Ermines, small but voracious predators of the tundra, do not figure greatly in the lives of the Inuit. Along with lemmings and insects, however, they were sometimes feared in conjunction with their ability to burrow inside things. Their poetic name, putuuqti, means "the penetrating one". Stories were told of people who had had an ermine crawl into their clothes with drastic results (Randa 1994).
Although ermines belong to the category of "walkers", they do not walk with strides like larger animals. Instead they are described as "ones who run in a little way", referring to their short rapid steps. Like the wolverine, the ermine has very clever front paws, capable of holding onto prey. A less admirable characteristic is its smell, which is likened to bad body odour. In spite of its bad smell and small size, however, the ermine is very self-confident, even rude it often sits up and stares directly into the eyes of humans. It often adds insult to injury by sneaking into tents, caches and even graves, snacking on whatever it finds there. Its overwhelming characteristic in the eyes of the Inuit is its ability to slip into any crack or crevice, no matter how small, showing flexibility and lightning speed. It appears to be capable of slithering right under rocks, only to pop up somewhere else the next instant.

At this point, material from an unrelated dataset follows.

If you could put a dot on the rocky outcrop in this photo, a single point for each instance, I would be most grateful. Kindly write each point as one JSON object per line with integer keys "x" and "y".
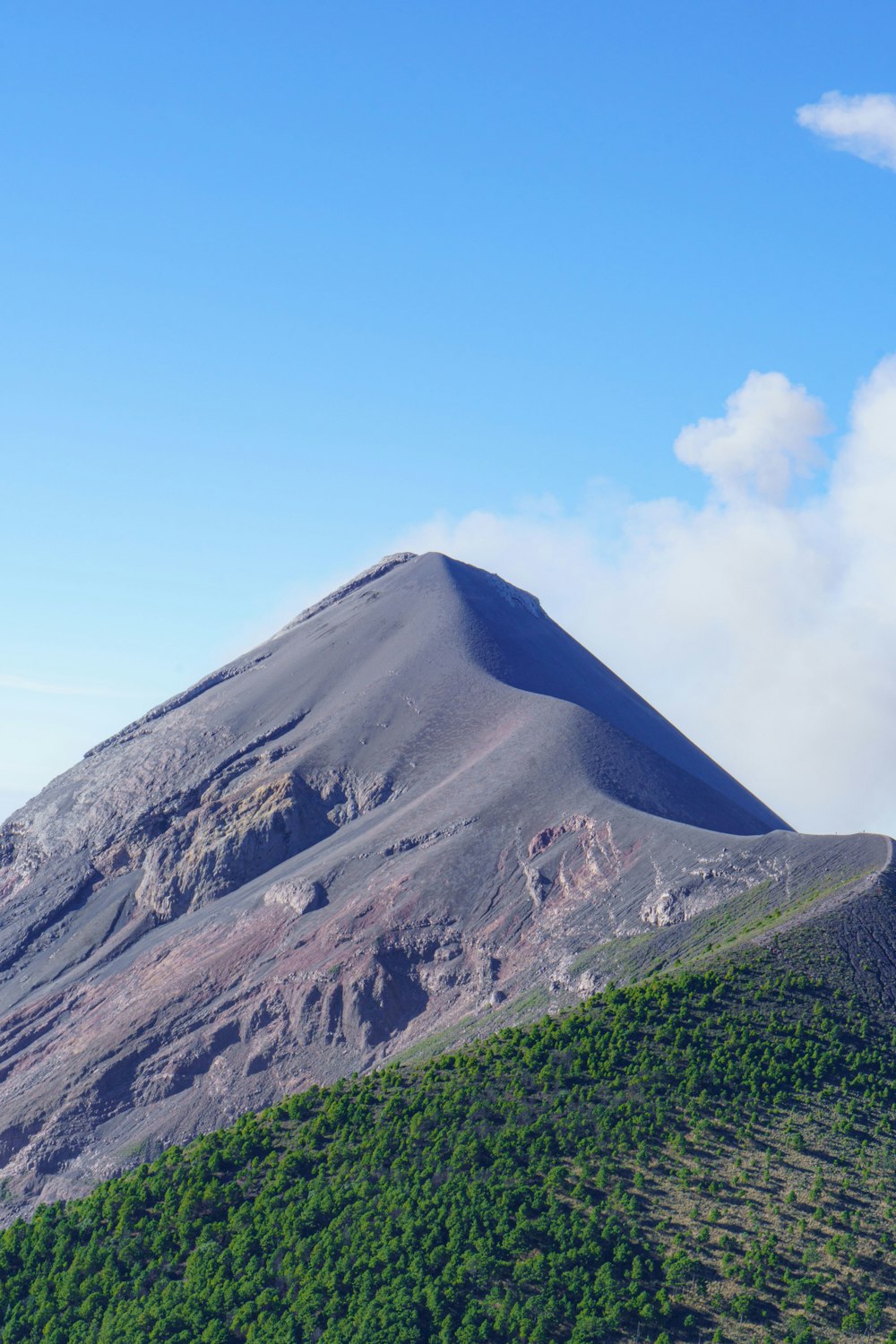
{"x": 417, "y": 812}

Tiriaq is an excellent hunter, able to catch not only lemmings and hares, but also birds much larger than itself. There are even stories which tell of ermines killing caribou by entering in the anus and devouring them from the inside out. When it gives birth, tiriaq does not dig its own den, but once again uses its abilities as a sneaky infiltrator to take over old lemming burrows, food caches or graves.
Because of its uncanny ability to penetrate in and out of any space, the ermine is assigned many supernatural powers. Ermine skins and skulls formed powerful amulets, harbouring the protective tiriaq spirit. The protective ermine was capable of defending the wearer by penetrating inside his opponents and eating their entrails. The domain of tiriaq extends beyond even its normal terrestrial habitat. The Inuit tell stories of ordinary ermines running across the surface of water, and fear a great sea spirit called imaup tiriaq, the "sea ermine". This creature is shaped like a typical ermine, and sometimes rises from the ocean, slips into the sleeve of a hapless kayaker, and proceeds to run around his body inspiring confusion and terror (Randa 1994).